Reporter enzyme conjugated probes are widely used in many different experimental
applications because of their ability to be conjugated to many different kinds of
macromolecules and the availability and variability of substrates. Enzymes are most
commonly used to detect protein via direct and indirect antibody detection strategies
or as a nucleic acid hybridization probes needed in sensitive assay, and the detection
methods. These reporter enzymes are used extensively in molecular biology because
they have particular characteristics that allow visual and spectrophotometric detection
of these immune complexes. In spite of significant advances in the detection of
fluorescent and luminescent labels, enzymes continue to be the most sensitive reporter
groups. For most applications, direct enzyme labels offer the best overall performance,
with highest sensitivity, least background, and rapid detection.
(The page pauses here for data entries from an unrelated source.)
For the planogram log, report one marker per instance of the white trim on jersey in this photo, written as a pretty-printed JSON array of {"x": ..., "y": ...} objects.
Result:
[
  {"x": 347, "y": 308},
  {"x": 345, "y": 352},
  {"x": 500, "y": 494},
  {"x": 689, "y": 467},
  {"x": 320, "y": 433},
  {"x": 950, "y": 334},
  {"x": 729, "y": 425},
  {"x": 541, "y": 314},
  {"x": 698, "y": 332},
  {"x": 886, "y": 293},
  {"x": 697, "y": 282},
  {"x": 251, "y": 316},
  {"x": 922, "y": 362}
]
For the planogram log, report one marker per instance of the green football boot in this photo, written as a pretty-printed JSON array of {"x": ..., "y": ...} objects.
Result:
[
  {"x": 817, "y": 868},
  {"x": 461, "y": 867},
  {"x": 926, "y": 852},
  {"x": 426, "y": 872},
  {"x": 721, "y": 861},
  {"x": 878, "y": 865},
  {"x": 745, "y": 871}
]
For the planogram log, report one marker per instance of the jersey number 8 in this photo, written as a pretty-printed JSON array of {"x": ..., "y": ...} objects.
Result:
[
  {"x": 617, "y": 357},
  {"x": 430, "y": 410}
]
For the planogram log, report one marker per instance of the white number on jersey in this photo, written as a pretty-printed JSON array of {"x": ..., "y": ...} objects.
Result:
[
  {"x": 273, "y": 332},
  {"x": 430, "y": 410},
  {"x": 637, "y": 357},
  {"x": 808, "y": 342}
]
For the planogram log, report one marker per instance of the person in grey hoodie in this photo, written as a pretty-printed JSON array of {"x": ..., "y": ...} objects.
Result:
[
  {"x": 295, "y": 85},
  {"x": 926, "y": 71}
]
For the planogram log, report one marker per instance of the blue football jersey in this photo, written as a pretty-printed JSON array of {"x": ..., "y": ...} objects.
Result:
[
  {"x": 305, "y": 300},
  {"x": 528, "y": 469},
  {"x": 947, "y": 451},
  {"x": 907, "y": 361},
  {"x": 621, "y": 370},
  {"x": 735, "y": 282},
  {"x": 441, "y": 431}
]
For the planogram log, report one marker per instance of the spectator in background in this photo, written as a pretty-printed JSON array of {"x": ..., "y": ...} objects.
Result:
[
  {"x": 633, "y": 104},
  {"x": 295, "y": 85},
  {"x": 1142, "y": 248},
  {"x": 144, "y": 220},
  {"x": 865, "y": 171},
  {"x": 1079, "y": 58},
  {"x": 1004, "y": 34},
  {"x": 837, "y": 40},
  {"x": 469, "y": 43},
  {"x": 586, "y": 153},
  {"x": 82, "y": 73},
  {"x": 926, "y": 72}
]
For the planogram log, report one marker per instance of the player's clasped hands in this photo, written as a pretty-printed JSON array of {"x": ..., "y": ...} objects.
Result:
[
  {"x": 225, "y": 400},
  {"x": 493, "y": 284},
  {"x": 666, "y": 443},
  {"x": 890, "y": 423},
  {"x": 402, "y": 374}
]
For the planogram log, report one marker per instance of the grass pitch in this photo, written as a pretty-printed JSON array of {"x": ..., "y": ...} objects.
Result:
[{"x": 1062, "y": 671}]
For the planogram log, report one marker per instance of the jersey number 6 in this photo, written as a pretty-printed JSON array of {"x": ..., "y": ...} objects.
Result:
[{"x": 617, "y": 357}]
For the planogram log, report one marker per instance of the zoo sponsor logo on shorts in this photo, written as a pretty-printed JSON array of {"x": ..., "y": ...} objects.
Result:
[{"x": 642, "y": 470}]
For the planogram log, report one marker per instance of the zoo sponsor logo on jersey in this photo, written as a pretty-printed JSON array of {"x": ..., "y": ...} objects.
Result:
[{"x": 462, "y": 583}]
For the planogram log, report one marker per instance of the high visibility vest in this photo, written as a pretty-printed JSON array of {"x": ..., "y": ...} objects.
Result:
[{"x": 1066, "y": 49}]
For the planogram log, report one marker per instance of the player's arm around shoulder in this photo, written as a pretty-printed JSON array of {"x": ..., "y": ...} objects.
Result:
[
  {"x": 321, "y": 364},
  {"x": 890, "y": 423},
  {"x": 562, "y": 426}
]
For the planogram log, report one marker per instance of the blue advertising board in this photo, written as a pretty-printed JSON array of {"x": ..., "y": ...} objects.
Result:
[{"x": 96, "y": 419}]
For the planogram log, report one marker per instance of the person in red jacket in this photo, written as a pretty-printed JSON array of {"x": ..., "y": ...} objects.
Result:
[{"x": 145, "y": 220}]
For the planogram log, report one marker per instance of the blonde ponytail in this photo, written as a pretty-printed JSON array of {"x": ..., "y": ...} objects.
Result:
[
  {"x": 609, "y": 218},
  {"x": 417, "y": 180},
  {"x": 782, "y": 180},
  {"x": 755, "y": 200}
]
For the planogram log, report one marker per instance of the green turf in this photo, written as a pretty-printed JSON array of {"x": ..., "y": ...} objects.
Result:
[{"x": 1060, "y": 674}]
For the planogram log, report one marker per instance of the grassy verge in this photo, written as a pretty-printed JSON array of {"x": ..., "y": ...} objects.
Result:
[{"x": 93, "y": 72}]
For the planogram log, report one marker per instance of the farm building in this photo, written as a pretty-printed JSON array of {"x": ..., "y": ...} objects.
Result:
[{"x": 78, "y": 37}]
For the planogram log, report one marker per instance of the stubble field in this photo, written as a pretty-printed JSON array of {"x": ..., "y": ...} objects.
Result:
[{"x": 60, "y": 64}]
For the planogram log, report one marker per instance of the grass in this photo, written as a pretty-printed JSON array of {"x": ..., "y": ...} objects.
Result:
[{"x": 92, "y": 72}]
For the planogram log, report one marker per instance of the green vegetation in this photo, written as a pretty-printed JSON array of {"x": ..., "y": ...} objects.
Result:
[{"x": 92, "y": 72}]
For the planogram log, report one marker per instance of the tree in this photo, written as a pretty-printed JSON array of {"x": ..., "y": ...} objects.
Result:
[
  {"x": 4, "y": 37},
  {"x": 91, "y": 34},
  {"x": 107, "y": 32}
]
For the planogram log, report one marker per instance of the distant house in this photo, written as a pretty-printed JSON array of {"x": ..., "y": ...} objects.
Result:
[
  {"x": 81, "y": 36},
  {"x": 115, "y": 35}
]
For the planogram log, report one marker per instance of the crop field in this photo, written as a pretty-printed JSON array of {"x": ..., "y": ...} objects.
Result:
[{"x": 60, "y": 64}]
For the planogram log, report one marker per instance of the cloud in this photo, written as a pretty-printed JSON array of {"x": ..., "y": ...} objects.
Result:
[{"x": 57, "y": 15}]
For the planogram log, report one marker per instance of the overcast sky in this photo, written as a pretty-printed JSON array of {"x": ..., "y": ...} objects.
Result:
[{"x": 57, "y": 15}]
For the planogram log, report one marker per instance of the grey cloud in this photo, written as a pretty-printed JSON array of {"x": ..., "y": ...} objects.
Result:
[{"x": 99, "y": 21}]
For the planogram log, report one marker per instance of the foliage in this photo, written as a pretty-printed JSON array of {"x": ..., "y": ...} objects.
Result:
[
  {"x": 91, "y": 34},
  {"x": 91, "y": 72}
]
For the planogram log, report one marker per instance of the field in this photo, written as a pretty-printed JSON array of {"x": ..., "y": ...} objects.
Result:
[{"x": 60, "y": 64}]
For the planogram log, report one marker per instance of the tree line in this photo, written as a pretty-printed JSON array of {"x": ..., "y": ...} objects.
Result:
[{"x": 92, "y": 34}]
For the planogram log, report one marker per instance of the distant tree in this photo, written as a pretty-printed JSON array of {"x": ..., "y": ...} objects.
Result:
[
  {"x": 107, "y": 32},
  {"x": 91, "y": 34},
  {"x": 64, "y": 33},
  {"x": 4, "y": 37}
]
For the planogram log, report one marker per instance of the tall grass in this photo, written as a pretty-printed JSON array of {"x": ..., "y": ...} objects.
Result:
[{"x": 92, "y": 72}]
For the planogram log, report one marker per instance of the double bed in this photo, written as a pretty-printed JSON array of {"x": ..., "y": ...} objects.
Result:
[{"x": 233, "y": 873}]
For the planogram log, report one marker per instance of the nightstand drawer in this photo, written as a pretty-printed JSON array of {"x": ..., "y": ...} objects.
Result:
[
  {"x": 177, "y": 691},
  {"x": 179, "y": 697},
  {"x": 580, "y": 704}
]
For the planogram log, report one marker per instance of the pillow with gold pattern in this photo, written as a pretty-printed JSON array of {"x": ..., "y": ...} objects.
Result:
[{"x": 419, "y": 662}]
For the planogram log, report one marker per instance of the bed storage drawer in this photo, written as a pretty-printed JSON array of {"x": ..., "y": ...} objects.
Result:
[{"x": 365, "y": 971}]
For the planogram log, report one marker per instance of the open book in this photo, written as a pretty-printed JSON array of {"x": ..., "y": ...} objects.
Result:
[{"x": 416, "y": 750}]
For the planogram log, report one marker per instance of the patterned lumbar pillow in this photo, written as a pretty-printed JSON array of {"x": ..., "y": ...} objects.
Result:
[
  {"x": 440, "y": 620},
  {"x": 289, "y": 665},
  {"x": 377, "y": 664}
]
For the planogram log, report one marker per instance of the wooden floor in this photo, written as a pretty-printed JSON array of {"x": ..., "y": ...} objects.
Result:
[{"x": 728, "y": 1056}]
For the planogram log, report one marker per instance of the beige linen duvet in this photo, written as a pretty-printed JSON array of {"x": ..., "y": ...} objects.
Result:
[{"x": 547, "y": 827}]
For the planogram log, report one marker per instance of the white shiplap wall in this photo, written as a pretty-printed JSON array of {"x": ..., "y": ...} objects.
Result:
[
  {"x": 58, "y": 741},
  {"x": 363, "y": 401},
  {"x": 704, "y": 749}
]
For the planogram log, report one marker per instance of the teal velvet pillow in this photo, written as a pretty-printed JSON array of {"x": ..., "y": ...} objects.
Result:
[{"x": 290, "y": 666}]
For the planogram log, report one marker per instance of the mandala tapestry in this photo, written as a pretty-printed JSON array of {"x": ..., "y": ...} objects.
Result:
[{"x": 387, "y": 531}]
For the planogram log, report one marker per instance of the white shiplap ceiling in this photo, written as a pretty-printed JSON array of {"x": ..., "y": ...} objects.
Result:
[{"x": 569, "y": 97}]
The benefits of using enzyme reporter probes
- High sensitivity – The signal output can be easily detected, and
therefore low concentrations of target proteins can be identified. Additionally,
methods of signal amplification are available that significantly increase the number
of enzyme molecules to the site of the target protein. Finally, enzyme reporters
exhibit rapid turnover, which increases the amount of substrate that a single enzyme
converts during a given unit of time.
- Long shelf life – The enzymes are quite stable when stored properly,
and while the enzyme substrate is light-sensitive, the enzyme itself is not sensitive
to degradation by ambient light.
- Output versatility – Substrates that yield either chromogenic,
chemiluminescent or fluorescent output are available for the most common enzyme
Although these benefits demonstrate the versatility and convenience of enzyme probes,
there are limitations to their use that should be considered when choosing the appropriate
type of detection probe:
- Large size – Enzyme reporters are considerably larger than organic
fluorescent compounds (e.g., FITC, TRITC, AMCA) and therefore may interfere with
the biological function of proteins to which they are conjugated.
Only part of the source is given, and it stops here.